As posted on Linux Format User Forums:

Basically I was experimenting in shell script and was trying to create a
useful script that took each file in the current directory (*.sh) and for
each file, create a MD5 hash and save that hash in a file of the same name
as the file (appended with a .md5 extension), so the basic script looked
something like this:

 *Code:*
FILES="*.sh"
for f in $FILES
do
   md5sum $f > $f.md5
done


Now, what is annoying is I have just run this at home on ubuntu (debian) and
it has done the job as expected, however when I ran this on a test box at
work today running CentOS (RedHat) it kept putting ALL the MD5 hashes in one
file called "*.sh.md5", whereas what I was expecting, and what I got on
Ubuntu, was say I had some files like so:

 *Code:*
shellscript1.sh
shellscript2.sh


after I run my script above in the current directory, and then run an "ls" I
should get:

 *Code:*
shellscript1.sh
shellscript1.sh.md5
shellscript2.sh
shellscript2.sh.md5


Can anyone explain this deviant behaviour on Red Hat and give any tips that
would allow the shellscript to work on either platform?

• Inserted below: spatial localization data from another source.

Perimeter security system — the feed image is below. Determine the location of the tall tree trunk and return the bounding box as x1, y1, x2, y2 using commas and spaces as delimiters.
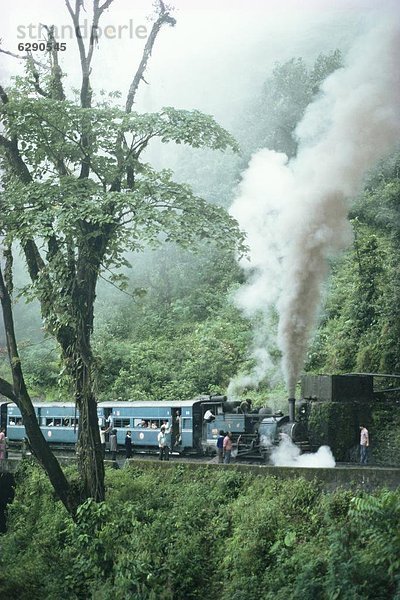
0, 268, 79, 516
74, 356, 105, 502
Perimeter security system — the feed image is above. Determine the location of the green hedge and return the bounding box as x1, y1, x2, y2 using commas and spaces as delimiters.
0, 465, 400, 600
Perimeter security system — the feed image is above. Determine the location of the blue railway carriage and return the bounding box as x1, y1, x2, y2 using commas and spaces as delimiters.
0, 402, 102, 445
5, 402, 79, 444
98, 397, 209, 453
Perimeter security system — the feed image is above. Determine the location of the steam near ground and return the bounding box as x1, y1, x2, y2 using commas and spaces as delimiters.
230, 21, 400, 396
271, 436, 336, 469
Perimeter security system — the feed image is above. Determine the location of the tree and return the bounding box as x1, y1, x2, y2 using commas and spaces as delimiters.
0, 0, 241, 500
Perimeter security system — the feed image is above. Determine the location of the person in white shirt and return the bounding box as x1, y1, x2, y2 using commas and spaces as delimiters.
157, 425, 169, 460
360, 425, 369, 465
204, 408, 215, 423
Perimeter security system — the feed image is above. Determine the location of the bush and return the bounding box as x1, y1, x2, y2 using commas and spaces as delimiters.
0, 465, 400, 600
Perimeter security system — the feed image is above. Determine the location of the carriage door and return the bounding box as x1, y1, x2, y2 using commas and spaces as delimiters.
0, 403, 7, 435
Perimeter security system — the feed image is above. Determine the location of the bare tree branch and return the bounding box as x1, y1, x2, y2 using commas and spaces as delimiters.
0, 48, 46, 68
125, 0, 176, 113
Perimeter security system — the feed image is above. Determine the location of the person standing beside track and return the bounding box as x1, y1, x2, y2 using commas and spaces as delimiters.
0, 427, 6, 460
217, 429, 225, 464
223, 431, 233, 465
157, 425, 169, 460
360, 425, 369, 465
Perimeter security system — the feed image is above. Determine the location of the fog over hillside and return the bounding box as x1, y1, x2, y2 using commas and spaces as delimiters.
0, 0, 398, 352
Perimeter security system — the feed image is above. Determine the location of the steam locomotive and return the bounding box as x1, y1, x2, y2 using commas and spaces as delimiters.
0, 396, 305, 459
0, 374, 386, 460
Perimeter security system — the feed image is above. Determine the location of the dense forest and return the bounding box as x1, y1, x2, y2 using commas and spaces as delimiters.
0, 0, 400, 600
0, 463, 400, 600
1, 51, 400, 408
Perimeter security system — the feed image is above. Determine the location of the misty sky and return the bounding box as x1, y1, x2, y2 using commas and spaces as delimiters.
0, 0, 400, 126
0, 0, 400, 350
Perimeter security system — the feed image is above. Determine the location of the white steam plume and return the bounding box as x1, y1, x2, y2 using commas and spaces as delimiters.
271, 436, 336, 469
231, 23, 400, 396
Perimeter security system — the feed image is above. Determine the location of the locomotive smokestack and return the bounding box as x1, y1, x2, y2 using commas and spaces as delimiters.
288, 398, 296, 423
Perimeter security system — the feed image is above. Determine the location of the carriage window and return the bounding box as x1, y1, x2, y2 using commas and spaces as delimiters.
114, 419, 131, 428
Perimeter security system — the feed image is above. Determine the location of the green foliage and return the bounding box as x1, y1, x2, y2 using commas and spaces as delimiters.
0, 463, 400, 600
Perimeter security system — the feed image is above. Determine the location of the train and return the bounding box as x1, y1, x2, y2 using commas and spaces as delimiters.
0, 373, 388, 462
0, 396, 305, 460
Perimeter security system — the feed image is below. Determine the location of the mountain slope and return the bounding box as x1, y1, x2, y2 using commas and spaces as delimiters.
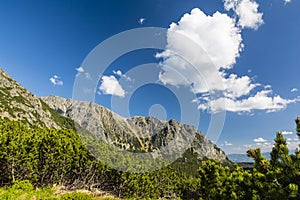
0, 68, 73, 128
41, 96, 227, 161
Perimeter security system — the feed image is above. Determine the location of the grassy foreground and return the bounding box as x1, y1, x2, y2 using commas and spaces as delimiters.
0, 181, 119, 200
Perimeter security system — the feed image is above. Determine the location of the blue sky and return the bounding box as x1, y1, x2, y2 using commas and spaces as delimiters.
0, 0, 300, 153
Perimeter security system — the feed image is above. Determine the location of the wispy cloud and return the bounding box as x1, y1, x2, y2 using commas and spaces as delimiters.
49, 75, 64, 86
224, 0, 264, 29
99, 76, 125, 97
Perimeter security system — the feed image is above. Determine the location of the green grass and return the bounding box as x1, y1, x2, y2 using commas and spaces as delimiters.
0, 181, 119, 200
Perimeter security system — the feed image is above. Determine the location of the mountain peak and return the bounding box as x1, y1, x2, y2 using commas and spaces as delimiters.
0, 68, 72, 128
41, 96, 227, 161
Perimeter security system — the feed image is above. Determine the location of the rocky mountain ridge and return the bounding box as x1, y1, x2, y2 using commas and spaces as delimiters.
0, 68, 227, 161
0, 68, 71, 128
41, 96, 227, 161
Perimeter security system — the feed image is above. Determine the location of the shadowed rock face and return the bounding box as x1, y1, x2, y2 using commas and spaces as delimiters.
41, 96, 227, 161
0, 68, 61, 128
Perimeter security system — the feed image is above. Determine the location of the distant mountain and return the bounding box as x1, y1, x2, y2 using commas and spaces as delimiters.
0, 68, 73, 128
41, 96, 227, 161
0, 68, 227, 161
227, 152, 271, 162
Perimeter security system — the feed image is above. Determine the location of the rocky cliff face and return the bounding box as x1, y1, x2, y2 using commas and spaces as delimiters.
41, 96, 227, 161
0, 68, 72, 128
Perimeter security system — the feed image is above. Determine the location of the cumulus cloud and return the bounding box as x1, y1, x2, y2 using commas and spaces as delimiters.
156, 6, 299, 113
113, 70, 133, 81
284, 0, 292, 5
199, 90, 299, 113
138, 18, 146, 24
75, 66, 92, 80
99, 76, 125, 97
281, 131, 293, 135
224, 141, 232, 146
49, 75, 64, 86
76, 66, 84, 73
291, 88, 298, 92
224, 0, 264, 29
253, 137, 267, 143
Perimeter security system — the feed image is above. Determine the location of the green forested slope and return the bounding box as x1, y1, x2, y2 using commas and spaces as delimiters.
0, 120, 300, 199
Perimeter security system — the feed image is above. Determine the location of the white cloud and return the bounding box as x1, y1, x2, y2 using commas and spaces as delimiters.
113, 70, 133, 81
99, 76, 125, 97
156, 7, 299, 113
224, 0, 264, 29
49, 75, 64, 86
253, 137, 267, 143
224, 141, 232, 146
76, 67, 92, 80
76, 66, 84, 73
284, 0, 292, 5
199, 90, 299, 113
281, 131, 293, 135
138, 18, 146, 24
291, 88, 298, 92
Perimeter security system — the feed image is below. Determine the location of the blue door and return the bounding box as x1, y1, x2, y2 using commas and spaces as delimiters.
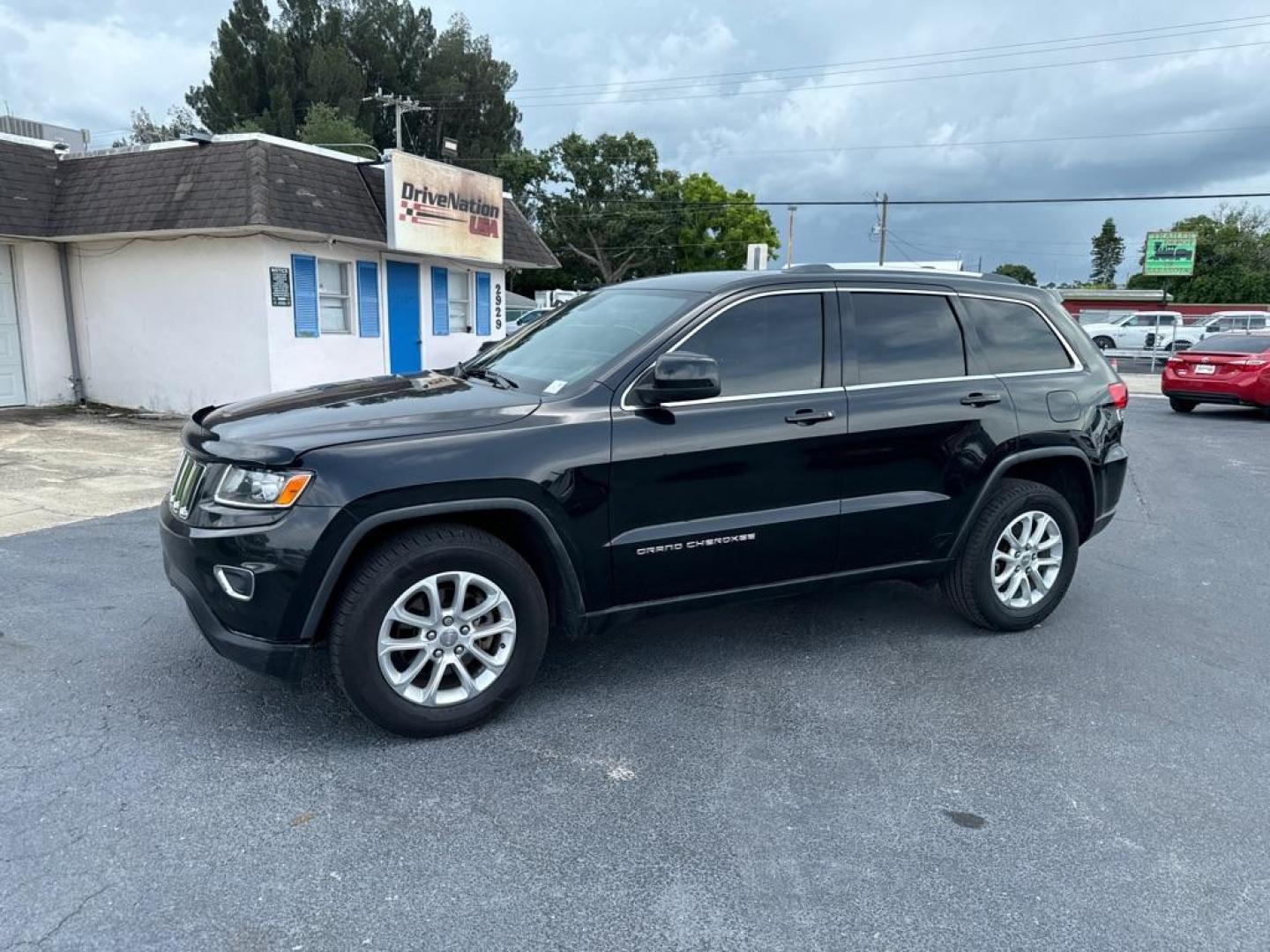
386, 260, 423, 373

Oh yes and if the code above is of any use you are welcome to it, and
modify/redistribute as you see fit. It was a test really as I am learning
"loops" at the moment and wondered if I could write a script that works with
each file in a given folder.

Regards

Richard

PS Sorry I haven't been to any LUG meetings for a while I will come back in
the new year I promise. will there be one in December?